Non servono budget enormi. Più che altro dettagli estetici e tecnici che fanno un’enorme differenza e richiedono competenza. Un progetto deve nascere con i materiali definitivi e con la luce, che non possono essere inseriti successivamente alla progettazione del layout. Facciamo un esempio tecnico: l’illuminazione in un camerino è di solito scelta in funzione della luce e dell’atmosfera del negozio, una scelta giusta solo in teoria. Se si utilizzano lampadine con csi (color rendering index) basso, tutti i colori in camerino saranno sfasati con il risultato che, quando il cliente uscirà, si accorgerà che i colori del suo vestito sono altri, probabilmente meno vividi. Il camerino deve essere dunque al pari di una sala prove dove l’azienda produce. Eppure è un concetto che fatico a veicolare ai miei clienti.
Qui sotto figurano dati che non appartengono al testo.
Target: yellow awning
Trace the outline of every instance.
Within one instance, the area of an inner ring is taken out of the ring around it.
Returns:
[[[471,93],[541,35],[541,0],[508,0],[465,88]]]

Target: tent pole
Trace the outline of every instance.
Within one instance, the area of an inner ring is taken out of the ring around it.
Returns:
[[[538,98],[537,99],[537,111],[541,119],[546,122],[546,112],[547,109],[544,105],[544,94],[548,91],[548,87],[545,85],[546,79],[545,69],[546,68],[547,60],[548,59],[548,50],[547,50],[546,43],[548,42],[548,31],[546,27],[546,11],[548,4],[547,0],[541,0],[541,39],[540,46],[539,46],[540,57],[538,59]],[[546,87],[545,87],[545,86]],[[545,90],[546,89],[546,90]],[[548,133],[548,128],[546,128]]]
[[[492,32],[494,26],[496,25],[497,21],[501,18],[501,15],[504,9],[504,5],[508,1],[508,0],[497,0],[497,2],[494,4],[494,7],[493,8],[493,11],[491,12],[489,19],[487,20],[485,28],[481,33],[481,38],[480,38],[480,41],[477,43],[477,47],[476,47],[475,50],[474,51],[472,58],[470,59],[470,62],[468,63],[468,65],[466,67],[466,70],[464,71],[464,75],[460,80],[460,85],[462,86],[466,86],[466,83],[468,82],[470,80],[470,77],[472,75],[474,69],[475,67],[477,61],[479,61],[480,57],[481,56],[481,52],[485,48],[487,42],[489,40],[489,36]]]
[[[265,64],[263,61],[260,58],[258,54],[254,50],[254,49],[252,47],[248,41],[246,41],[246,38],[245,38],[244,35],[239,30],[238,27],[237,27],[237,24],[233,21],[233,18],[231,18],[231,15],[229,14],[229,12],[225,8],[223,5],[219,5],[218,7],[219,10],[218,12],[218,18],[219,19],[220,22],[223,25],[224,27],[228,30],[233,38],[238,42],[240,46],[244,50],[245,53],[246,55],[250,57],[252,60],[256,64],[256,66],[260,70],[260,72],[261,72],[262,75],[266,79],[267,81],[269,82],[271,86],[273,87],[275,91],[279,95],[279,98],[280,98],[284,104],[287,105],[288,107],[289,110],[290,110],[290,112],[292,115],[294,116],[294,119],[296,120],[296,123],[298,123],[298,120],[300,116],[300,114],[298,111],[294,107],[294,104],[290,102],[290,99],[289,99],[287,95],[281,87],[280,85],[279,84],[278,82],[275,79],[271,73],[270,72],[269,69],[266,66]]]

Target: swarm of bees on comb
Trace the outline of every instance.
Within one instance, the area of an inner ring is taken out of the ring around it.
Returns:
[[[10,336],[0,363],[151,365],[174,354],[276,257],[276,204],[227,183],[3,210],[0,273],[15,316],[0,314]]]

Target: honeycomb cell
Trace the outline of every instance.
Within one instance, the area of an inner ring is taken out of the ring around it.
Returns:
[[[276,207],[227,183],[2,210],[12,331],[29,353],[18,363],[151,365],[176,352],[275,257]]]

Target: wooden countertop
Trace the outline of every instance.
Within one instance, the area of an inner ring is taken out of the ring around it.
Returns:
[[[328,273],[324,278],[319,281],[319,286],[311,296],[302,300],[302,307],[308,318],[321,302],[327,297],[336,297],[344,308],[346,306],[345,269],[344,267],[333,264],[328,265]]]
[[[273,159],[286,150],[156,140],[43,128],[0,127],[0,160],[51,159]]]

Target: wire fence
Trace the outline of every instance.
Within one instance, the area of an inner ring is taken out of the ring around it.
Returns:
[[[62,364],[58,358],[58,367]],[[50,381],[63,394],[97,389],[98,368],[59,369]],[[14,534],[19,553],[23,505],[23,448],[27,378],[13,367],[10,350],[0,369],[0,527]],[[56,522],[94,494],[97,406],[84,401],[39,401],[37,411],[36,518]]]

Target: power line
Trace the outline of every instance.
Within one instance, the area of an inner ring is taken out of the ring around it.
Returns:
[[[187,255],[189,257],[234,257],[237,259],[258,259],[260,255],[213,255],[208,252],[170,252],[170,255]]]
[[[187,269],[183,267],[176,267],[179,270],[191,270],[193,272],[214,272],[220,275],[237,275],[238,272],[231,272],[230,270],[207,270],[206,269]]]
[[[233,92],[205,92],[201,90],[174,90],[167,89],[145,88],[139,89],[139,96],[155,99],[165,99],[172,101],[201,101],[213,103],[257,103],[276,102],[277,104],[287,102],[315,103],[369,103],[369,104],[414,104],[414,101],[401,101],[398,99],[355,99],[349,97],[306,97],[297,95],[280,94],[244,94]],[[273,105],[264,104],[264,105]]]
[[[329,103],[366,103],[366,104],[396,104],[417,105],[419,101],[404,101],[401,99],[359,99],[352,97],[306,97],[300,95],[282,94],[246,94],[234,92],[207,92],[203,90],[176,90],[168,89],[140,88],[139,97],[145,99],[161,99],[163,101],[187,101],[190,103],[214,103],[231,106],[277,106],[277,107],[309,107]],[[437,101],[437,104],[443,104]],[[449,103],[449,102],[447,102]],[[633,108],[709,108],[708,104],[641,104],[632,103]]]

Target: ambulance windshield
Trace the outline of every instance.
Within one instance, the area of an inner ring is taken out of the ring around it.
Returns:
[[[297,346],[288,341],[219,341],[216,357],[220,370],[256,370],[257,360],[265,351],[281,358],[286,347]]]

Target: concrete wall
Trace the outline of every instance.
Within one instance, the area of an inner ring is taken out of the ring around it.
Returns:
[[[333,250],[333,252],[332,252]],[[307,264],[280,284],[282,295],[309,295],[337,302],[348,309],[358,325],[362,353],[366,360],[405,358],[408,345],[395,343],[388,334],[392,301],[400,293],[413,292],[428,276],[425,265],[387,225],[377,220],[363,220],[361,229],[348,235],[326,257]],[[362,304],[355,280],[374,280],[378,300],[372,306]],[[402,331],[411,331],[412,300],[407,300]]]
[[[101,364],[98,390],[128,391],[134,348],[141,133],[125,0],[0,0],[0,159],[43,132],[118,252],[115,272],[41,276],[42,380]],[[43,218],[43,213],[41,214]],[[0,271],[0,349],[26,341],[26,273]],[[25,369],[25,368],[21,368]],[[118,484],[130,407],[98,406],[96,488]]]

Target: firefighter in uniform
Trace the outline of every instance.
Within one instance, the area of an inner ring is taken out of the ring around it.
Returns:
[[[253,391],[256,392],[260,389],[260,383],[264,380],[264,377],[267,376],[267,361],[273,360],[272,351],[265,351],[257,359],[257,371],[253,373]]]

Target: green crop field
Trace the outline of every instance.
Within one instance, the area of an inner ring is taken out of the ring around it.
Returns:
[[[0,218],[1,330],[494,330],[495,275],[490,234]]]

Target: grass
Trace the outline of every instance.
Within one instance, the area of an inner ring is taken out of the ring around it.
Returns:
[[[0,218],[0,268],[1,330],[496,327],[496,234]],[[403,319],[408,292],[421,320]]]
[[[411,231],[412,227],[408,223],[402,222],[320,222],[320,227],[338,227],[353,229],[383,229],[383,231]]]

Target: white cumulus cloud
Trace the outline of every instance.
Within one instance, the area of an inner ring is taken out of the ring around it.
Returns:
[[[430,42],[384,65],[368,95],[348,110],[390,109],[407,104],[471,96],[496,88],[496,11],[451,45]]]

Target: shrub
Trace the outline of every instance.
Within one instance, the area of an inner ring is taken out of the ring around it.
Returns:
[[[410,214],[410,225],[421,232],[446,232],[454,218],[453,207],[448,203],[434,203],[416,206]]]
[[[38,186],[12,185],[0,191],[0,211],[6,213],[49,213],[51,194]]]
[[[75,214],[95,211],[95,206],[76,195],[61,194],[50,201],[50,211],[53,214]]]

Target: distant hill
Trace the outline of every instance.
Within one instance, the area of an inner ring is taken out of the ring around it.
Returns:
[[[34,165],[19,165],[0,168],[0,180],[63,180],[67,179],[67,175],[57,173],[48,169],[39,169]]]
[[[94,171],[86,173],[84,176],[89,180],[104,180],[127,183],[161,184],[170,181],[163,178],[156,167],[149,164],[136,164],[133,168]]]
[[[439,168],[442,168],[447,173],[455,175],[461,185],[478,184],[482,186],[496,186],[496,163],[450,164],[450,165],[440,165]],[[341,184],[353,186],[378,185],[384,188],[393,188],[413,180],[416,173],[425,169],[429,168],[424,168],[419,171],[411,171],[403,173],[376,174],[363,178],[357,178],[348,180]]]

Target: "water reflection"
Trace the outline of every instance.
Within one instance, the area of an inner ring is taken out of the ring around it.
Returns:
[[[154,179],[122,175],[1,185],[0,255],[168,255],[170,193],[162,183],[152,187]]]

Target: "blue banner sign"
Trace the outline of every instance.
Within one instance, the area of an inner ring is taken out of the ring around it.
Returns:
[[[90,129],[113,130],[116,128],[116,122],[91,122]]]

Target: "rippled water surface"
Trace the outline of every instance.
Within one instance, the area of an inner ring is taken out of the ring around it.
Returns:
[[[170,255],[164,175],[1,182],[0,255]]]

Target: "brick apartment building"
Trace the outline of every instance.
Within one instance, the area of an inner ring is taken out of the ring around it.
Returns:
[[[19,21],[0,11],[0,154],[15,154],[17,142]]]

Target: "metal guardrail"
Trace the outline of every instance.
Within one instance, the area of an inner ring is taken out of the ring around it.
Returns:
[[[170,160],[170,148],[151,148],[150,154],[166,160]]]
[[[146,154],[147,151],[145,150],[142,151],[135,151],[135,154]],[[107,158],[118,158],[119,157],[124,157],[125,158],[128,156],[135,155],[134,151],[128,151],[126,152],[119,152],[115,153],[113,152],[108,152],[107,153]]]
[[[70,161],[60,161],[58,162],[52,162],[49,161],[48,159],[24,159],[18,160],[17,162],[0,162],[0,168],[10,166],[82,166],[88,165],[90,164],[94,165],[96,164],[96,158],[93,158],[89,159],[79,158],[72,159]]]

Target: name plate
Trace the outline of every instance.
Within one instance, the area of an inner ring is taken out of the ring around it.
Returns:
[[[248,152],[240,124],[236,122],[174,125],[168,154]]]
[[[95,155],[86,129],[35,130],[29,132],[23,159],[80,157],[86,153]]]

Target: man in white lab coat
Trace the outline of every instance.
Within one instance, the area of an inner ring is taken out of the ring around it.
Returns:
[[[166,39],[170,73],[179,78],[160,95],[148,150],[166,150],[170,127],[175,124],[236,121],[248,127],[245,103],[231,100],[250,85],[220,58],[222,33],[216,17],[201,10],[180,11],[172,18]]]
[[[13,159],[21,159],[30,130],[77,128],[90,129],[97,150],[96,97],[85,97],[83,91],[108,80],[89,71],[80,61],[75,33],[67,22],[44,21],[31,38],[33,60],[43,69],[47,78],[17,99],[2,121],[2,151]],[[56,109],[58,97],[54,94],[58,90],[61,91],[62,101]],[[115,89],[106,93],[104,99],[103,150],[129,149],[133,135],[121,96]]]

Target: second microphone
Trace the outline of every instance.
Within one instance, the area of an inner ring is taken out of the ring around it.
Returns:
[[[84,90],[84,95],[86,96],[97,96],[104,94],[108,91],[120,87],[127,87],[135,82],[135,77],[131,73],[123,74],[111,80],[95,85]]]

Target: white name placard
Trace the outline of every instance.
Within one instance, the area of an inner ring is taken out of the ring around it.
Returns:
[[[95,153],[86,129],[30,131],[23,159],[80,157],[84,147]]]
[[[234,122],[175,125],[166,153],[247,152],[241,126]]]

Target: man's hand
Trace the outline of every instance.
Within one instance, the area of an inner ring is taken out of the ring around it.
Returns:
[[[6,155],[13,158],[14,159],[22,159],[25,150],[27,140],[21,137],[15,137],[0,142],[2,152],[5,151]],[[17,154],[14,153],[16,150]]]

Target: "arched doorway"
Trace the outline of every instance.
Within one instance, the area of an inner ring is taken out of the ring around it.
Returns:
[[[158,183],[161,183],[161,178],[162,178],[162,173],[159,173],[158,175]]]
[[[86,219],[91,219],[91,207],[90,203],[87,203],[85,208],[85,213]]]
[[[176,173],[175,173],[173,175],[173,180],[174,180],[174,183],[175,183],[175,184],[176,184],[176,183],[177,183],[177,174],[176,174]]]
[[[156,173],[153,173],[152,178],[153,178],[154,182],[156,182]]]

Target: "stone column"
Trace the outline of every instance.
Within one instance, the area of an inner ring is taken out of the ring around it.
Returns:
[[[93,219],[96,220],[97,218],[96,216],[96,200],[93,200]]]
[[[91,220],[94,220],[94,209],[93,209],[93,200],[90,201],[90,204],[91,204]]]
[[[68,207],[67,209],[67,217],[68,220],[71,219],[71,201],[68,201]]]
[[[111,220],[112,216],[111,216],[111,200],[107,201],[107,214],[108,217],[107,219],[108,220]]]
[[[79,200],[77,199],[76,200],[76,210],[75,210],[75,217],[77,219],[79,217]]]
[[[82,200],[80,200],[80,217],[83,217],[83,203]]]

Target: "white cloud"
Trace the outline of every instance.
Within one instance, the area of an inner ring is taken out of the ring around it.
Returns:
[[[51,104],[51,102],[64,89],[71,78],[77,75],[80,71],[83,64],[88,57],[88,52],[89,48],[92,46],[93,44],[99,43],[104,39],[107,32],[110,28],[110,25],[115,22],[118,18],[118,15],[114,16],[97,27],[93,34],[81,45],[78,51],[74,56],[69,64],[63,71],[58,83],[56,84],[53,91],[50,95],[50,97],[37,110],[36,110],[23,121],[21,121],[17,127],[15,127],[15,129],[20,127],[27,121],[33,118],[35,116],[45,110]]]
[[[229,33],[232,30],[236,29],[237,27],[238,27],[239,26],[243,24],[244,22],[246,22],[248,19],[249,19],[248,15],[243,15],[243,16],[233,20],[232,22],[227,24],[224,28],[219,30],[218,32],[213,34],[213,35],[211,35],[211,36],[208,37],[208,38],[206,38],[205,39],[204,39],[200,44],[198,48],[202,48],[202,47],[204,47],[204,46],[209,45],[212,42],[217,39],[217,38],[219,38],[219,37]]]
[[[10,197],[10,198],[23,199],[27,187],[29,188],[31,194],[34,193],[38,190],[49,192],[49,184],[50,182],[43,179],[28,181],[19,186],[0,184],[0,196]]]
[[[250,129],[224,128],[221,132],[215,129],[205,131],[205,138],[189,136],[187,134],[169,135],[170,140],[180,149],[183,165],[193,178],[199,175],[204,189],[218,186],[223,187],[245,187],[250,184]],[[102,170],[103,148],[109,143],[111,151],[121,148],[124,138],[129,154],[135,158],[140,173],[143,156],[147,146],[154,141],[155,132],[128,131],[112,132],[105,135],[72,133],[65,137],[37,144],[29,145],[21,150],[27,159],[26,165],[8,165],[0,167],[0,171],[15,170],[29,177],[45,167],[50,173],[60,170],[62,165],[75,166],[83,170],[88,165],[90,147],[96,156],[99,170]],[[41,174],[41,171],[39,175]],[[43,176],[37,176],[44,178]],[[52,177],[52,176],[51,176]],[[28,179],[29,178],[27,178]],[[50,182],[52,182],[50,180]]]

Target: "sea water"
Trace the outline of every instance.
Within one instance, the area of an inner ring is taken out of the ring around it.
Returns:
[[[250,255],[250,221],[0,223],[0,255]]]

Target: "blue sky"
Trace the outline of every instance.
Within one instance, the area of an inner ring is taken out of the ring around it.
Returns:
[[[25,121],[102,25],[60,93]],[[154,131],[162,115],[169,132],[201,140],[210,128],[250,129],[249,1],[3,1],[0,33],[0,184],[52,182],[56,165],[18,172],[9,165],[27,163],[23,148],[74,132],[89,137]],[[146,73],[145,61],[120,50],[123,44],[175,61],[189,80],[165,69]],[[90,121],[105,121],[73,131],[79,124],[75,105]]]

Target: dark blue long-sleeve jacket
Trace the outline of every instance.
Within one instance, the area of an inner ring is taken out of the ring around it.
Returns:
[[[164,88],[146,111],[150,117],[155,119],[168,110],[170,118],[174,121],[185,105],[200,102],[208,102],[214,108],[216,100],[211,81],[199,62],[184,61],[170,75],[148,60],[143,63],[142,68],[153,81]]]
Quindi, prima tecnica e poi creatività?

Sì. Il layout deve essere la spina dorsale per creare la struttura a supporto della creatività; questo vale per tutti i settori retail. La creatività deve essere a servizio della tecnica, non viceversa. Negli store di lusso devono esserci aree funzionali, come lounge e camerini, prodotti esposti ecc.: ciò è la base di ogni negozio. Anche gli oggetti che creiamo devono essere funzionali: non serve un supermercato ultra-tecnologico se poi non si trovano i prodotti.

Quale ruolo per la tecnologia, allora?

È uno strumento straordinario ma anche un’arma a doppio taglio: rischia di rendere effimera l’emozione di avere qualcosa di nuovo. Penso alle telecamere messe in un camerino per permettere di specchiarsi da 360°: costosissime e dopo poco dimenticate, perché a nessun consumatore importava. La tecnologia, insomma, non deve essere fine a sé stessa.

Un negozio che vorrebbe progettare?

Uno store molto grande, di lusso ma non necessariamente, dove poter raccontare in modo omogeneo la storia di ciò che accade come in un teatro, su più palcoscenici, ovvero in modo sequenziale.